Platmin Limited (the "Company" or "Platmin", TSX/AIM: PPN) announced today that it has entered into an investors and subscription agreement (the "Agreement") with, among others, Ivy Lane Capital Limited, being the Pallinghurst Investor Consortium's investment vehicle ("Pallinghurst") and the Bakgatla-Ba-Kgafela Tribe ("Bakgatla") and Bakgatla Pallinghurst JV (Proprietary) Limited ("BPJV", a company jointly owned by Pallinghurst and Bakgatla as to 49.9% and 50.1% respectively), to issue, by way of private placement, a total of 258,416,038 common shares of Platmin (the "Common Shares") in two tranches for gross proceeds of US$125 million and ZAR 500 million respectively (an aggregate of approximately US$175 million). The transaction will include (i) the private placement; and (ii) the exchange of shares of Platmin's operating subsidiary Boynton Investments (Proprietary) Limited ("Boynton") for newly issued common shares of Platmin such that Platmin will acquire an 100% indirect equity interest in Boynton, ((i) and (ii) collectively, the "Transaction"). Further details of the Transaction are set out below. The Company is applying to the TSX for an exemption from the shareholder approval requirements to complete the Transaction, on the basis of the financial hardship exemption available under section 604(e) of the TSX Company Manual.
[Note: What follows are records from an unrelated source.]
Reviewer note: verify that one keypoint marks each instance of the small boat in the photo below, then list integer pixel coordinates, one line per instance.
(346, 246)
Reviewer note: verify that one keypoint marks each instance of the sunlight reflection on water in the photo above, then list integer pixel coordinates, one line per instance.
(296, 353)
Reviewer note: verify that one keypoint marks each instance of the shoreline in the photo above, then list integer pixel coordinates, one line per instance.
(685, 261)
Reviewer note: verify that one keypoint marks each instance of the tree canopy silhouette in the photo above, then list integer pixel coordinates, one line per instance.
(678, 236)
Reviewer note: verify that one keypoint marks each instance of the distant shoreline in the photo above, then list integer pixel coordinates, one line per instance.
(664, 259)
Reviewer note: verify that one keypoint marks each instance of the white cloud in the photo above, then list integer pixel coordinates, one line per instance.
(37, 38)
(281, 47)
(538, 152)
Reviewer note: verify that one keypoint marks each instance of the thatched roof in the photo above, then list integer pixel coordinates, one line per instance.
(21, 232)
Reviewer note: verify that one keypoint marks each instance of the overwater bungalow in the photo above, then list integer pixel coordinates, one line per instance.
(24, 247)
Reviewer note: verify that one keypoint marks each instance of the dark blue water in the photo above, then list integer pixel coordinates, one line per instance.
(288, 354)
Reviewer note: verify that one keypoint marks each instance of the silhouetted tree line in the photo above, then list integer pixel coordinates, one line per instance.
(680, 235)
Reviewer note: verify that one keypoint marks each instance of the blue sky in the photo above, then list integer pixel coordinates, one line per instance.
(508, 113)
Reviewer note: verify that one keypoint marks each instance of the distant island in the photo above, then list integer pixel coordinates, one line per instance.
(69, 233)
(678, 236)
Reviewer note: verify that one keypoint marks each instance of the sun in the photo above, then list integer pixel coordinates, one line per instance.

Pallinghurst has subscribed for 184,886,627 Common Shares at a purchase price of C$0.85 (or ZAR 6.8) per Common Share, for a total consideration of approximately US$125 million, based on the exchange rate on December 8, 2008 (the "First Tranche"). Subject to requisite regulatory approvals, the closing date of the First Tranche is expected to be no later than December 19, 2008. Upon closing of the First Tranche, Pallinghurst will hold approximately 62.4% of the then issued and outstanding common shares of Platmin.

Brian Gilbertson, Chairman of Pallinghurst and Arne Frandsen, CEO of BPJV, will join the board of directors of Platmin on completion of the First Tranche. In addition, at such time, Rupert Pardoe will resign from the board of directors of Platmin, and Keith Liddell, currently Deputy Chairman of the Company, will become Chairman. Jay Kellerman and Ron Little have also announced that they will not stand for re-election as directors and suitable replacements will be sought in due course.

The net proceeds of the First Tranche will be used principally to complete the development of the Company's Pilanesberg Platinum Project.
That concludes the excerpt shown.